Despite the strong links between high dietary salt intake and disease, surprisingly little is known about the regulation of human salt taste in health and disease. Several diseases, including chronic kidney disease (CKD), are characterized by impaired salt taste and therefore result in an undesirable high dietary salt intake. Human salt taste is mediated by the epithelial sodium channel (ENaC), but its regulation in taste buds is poorly understood. From its regulation in the kidney, it is known that ENaC can be activated by proteolytic cleavage. Recently it was shown that the salivary proteome of salt-sensitive subjects is enriched with proteases, whereas salt-resistant subjects had more protease inhibitors.

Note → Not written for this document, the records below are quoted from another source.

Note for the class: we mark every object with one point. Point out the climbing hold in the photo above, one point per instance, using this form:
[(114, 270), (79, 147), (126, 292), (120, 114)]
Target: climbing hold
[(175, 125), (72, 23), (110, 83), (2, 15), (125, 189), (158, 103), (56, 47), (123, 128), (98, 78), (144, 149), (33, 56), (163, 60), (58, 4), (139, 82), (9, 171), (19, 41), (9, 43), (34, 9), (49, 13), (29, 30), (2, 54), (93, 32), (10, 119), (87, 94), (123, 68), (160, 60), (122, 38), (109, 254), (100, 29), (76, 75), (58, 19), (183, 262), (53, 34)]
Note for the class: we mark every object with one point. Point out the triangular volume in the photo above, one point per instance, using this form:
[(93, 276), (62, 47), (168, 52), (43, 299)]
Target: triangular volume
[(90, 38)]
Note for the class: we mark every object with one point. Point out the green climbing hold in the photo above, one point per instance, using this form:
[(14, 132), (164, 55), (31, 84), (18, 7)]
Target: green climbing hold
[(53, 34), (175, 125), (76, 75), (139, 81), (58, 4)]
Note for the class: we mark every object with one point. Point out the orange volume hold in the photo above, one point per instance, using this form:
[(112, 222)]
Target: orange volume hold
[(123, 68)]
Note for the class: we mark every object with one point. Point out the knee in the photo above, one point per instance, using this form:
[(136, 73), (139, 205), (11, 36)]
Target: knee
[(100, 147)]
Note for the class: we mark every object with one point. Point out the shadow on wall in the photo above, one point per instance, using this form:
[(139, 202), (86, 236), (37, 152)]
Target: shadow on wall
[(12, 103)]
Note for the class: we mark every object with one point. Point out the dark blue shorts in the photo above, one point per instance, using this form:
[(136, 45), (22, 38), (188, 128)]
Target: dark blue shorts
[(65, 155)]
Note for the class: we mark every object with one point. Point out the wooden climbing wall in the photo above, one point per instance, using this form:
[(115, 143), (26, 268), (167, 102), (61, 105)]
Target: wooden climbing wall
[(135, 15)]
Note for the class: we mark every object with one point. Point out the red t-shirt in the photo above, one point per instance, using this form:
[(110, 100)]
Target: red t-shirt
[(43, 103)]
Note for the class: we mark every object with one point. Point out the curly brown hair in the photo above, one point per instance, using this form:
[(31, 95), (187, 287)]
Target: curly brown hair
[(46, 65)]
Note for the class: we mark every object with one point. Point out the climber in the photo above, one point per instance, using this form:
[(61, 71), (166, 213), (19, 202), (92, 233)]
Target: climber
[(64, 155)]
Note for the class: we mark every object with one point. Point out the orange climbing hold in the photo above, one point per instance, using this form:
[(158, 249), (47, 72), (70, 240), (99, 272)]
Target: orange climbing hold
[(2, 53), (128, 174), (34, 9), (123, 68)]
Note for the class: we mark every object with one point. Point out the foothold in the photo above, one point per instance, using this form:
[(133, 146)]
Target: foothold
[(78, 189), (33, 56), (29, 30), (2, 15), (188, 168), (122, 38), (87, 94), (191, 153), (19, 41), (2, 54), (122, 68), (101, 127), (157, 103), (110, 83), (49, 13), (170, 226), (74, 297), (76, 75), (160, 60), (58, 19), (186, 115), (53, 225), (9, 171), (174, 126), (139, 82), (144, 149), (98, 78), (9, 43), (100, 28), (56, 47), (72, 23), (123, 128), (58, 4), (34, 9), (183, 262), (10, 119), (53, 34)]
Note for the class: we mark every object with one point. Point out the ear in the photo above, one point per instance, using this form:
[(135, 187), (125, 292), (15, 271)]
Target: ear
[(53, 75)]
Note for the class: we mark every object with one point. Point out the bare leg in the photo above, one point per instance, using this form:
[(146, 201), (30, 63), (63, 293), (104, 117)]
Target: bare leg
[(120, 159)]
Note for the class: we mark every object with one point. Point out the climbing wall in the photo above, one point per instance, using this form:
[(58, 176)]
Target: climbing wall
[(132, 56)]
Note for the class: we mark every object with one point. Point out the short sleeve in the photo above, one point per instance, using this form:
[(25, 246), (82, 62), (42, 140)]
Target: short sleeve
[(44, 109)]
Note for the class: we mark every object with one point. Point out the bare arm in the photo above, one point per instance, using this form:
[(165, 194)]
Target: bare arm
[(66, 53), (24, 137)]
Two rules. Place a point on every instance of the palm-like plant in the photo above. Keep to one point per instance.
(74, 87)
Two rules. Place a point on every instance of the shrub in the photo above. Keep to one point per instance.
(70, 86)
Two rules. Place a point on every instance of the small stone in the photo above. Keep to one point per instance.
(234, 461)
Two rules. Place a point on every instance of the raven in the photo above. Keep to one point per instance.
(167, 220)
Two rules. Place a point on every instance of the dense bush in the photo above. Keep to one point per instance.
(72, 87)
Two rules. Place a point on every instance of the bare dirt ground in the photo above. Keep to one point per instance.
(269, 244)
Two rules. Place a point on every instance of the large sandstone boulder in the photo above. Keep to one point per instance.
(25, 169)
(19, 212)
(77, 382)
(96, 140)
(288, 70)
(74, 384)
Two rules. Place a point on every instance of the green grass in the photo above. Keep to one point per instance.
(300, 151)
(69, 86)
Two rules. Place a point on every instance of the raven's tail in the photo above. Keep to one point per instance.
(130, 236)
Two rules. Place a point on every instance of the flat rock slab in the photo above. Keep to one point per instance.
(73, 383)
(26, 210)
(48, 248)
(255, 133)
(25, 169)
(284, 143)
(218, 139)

We assessed the salt detection threshold (SDT), the lowest detectable concentration, in CKD patients and controls, collected saliva and analysed the salivary content. Our results confirmed that on average CKD patients have a higher SDT than controls. Similarly, higher age correlates with higher SDT. Next, we aim to explore the relationship between salt taste sensitivity and salivary content, e.g. electrolytes and proteome, and to identify any differences related to kidney disease. The saliva of the patients showed increased mean pH, osmolality, and [Cl-], and reduced [Ca2+]. Analysis of the proteomes is currently ongoing.

In a subsequent phase, we will analyse whether proteins whose abundance in salivary proteomes correlates with salt sensitivity contribute to ENaC activity. Based on knowledge of regulation of ENaC activity, we will first focus on proteases and protease inhibitors. For these analyses we have created two human ENaC expressing models, Xenopus oocytes and Caenorhabditis elegans. We will incubate these models with proteins enriched in saliva and measure regulation of ENaC by measuring currents or behaviour, respectively. We expect that our analyses will provide a new paradigm for human salt taste with possibilities for intervention.